The Fun World of English Lit

Thank you, Cale, for the collection of bizarre quotes garnered from English literature, appended today with:
I have seen his master at work in this little spot, with his coat off, and his dibble in his hand: it was a scene of tranquil virtue to have stopped an angel on his errands of mercy!
--Henry Mackenzie,
The Man Of Feeling, 1771

† A tool for making holes to plant seeds in a garden.

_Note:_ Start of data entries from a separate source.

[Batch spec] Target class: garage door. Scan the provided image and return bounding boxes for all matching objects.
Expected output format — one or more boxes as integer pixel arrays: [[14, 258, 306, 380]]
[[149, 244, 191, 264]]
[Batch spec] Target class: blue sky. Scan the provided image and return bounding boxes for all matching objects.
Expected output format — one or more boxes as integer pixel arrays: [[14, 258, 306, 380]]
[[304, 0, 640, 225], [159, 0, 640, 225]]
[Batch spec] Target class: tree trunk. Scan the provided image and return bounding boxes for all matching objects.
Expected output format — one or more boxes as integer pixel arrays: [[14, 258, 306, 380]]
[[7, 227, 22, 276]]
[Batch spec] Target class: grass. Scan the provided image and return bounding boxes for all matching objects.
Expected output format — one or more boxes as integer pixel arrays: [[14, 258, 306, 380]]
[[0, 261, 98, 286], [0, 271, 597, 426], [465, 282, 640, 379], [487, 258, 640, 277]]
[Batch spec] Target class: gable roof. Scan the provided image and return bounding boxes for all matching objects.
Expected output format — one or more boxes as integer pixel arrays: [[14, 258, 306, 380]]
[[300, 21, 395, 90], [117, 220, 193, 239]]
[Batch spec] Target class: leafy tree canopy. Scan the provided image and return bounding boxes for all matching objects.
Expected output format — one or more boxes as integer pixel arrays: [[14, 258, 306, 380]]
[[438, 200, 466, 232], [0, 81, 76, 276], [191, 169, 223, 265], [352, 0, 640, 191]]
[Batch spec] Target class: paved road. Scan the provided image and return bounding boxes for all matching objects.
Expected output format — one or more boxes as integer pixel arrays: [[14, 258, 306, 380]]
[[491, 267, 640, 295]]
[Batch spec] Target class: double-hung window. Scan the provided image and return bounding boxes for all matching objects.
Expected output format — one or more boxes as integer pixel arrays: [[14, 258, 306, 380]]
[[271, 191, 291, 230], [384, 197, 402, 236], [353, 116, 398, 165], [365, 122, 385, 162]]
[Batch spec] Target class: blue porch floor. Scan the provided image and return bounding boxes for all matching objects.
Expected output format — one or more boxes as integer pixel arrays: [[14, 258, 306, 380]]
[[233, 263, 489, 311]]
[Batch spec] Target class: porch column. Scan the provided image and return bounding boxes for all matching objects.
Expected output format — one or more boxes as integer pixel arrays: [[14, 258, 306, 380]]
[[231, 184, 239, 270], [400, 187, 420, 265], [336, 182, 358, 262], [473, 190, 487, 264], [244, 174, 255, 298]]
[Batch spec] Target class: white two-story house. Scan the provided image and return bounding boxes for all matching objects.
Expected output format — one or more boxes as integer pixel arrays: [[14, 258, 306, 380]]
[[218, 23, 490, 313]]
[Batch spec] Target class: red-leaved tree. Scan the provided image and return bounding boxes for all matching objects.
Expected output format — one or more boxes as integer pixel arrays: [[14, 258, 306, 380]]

posted Saturday, February 1, 2003

Columbia Lost

Seven

I was too young to remember that morning in 1986, so often referred to on the news today, but as similar as the events are in tragedy, in technology, in (presumed) circumstance, and in the repeated visuals — divisory white lines sliced terribly, gracefully, through forever-blue skies — I would keep in their sacred box old memories and reflect upon, bear the weight of, this event on its own accord, know their stories as they fell from the sky (those who've passed before have had their moment and using this event as a reason for rememberence only serves to overshadow this event, these lives), harbor out of respect economic and political speculation, and restrain from diving in on the innards of the tragedy like surgical vultures, at least for the briefest respite. We owe great people this much.

Update: An article on the life of Indian astronaut, Kalpana Chawla (while India mourns her death); a pre-flight article on Israeli astronaut, Ilan Ramon; comprehensive Metafilter comments on the crew (1 and 2); also, interviews with family members shed light on crew members. So very sad. And yet, sadder still is the crash of a train in Zimbabwe this morning that killed 40 and leaves hundreds wounded, further illustrating the sheer weight of broadcast media coverage as tragedies of the world fall underfoot. I often question which is the deadlier train.

posted Friday, January 31, 2003

Ripped

I've spent the better part of the week dedicated to a new workout routine as indited by trainers-on-paper Villepigue and Rivera, honing my armamentarium of curls and lifts and pulls and rows, and complementing my wonted weights with an additional early morning run and ab jellification routine. Of course, the plan looks prettier in theory than in practice. Each morning has found me in bed ten, fiften, even thirty minutes later than the previous, despite my attempts at turning in at a reasonable — and by reasonable I mean ungodly — hour, taking naps when appropriate, eliminating caffeine from my diet, and sacrificing virgins to Hypnos. But overlooking lack of sleep and motivation, I'm feeling ripped-the-fuck-up.

And just in time, too. (That is, if you can handle a little competition.)